Hatiku mendadak berbunga-bunga, seperti ada ribuan kupu-kupu yang beterbangan di sana. Senang sekali rasanya diperhatikan oleh Bang Fariz. Perlakuannya teramat manis.
"Abang juga harus makan, supaya kerjanya semangat dan gak loyo," kataku sembari mengambil alih sendok di tangannya untuk menyuapi Bang Fariz.
Kami sudah seperti muda-mudi yang tengah dimabuk asmara, saling menyuapi dan sesekali melempar tawa. Virus bucin sudah merasuk ke dalam jiwa.
"Nah gitu rukun-rukun enak dilihatnya juga."
Aku tersedak dan batuk-batuk saat mendengar godaan yang Mama layangkan. Allahuakbar! Malu sekali rasanya. Kami tertangkap basah tengah bermesraan.
Bang Fariz memberikan segelas air putih dan aku langsung menandaskannya.
"Mama mau ke mana? Perlu apa? Kenapa gak panggil aku aja?" tanyaku beruntun.
Beliau geleng-geleng seraya tertawa kecil. "Mana berani Mama ganggu kalian. Terusin aja, anggap Mama gak ada," katanya lantas berjalan secara perlahan menuju kamar mandi.
Aku bergegas berdiri untuk membantu beliau. Takut tubuhnya masih lemah dan terjatuh. "Aku bantu yah, Ma," ucapku seraya menuntunnya.

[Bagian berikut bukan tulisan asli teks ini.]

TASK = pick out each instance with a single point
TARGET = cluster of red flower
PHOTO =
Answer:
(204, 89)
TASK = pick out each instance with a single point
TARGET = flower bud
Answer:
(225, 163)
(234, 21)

Saat Mama sudah masuk ke dalam, kututup pintunya dan berdiri tak jauh di sana.
"Kalau hipoglikemia-nya kambuh kasih Mama gula pasir sebanyak 20 gram yang dilarutkan ke dalam 200 cc air, atau sirup yang benar-benar terbuat dari gula asli, teh manis juga boleh. Pulang dari kantor Abang beli tablet glukosa untuk jaga-jaga."

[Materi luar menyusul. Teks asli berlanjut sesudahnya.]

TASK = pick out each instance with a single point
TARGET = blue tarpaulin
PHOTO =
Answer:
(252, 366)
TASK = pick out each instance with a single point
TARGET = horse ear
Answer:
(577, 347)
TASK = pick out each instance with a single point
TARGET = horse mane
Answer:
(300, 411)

Aku mengangguk patuh. Bang Fariz terlihat sangat cekatan dan tahu betul bagaimana cara merawat Mama.
"Nanti agak siangan Bi Sri ke sini buat bantu beresin rumah. Kamu fokus rawat dan jaga Mama aja," imbuhnya.

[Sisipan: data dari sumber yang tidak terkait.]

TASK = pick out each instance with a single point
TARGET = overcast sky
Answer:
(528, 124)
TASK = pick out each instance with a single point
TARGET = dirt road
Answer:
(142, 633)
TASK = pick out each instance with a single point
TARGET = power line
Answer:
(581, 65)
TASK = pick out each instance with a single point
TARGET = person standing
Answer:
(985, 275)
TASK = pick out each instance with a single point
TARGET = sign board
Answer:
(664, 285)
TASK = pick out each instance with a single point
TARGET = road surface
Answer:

Aku pun kembali mengangguk.
"Abang berangkat dulu, titip Mama yah," katanya sembari menghampiriku yang tengah berdiri menunggu Mama.
Aku menyalami punggung tangannya dan Bang Fariz mendaratkan kecupan singkat di dahi, lantas berlalu pergi setelah mengucapkan salam.
"Ma sudah belum?" tanyaku seraya mengetuk pintu kamar mandi.
Tak ada sahutan, tapi suara kenop pintu yang dibuka hingga memperlihatkan Mama membuat aku lega seketika. "Mama masih pusing?" tanyaku saat merasakan tubuhnya sedikit sempoyongan.
Beliau mengangguk. "Tadi Mama check gula darahnya rendah," katanya.
Aku membantu beliau untuk duduk dan segera membuatkan teh manis sesuai perintah Bang Fariz. "Diminum dulu, Ma."
"Istirahat lagi di kamar yah," pintaku setelah beliau menandaskan teh manis tersebut.
Mama tak banyak bicara dan hanya mengangguk saja. Aku pun membantu beliau untuk berjalan.
Pantas saja Bang Fariz sangat mengkhawatirkan beliau, sebab kondisi kesehatannya yang tidak bisa diprediksi. Padahal tadi sebelum aku tinggalkan Mama terlihat sedikit segar dan baikan, tapi sekarang gula darahnya kembali menurun. Benar-benar harus dijaga dan selalu dipantau.
Mungkin ini juga yang beberapa waktu lalu beliau alami, tapi karena tidak adanya orang membuat beliau hilang kesadaran. Bi Sri memang bekerja di rumah Mama, tapi tugas beliau hanya membersihkan dan merapikan rumah saja.
Bi Sri tidak memiliki kapasitas lebih untuk memantau kesehatan Mama, ruang gerak beliau pun terbatas, tidak bisa bebas keluar masuk ke kamar majikannya. Jadi, wajar kalau Bi Sri menemukan Mama pada saat sudah pingsan.
Memang sudah sewajarnya Mama tinggal bersama kami. Selain karena faktor usia, faktor kesehatan pun menjadi alasan utama. Aku tak keberatan sama sekali jika harus merawat beliau, aku pun merasa nyaman dan baik-baik saja serumah dengan mertua.
Aku harus membicarakan masalah ini pada Bang Fariz. Aku yakin dia juga pasti akan setuju dengan usulanku.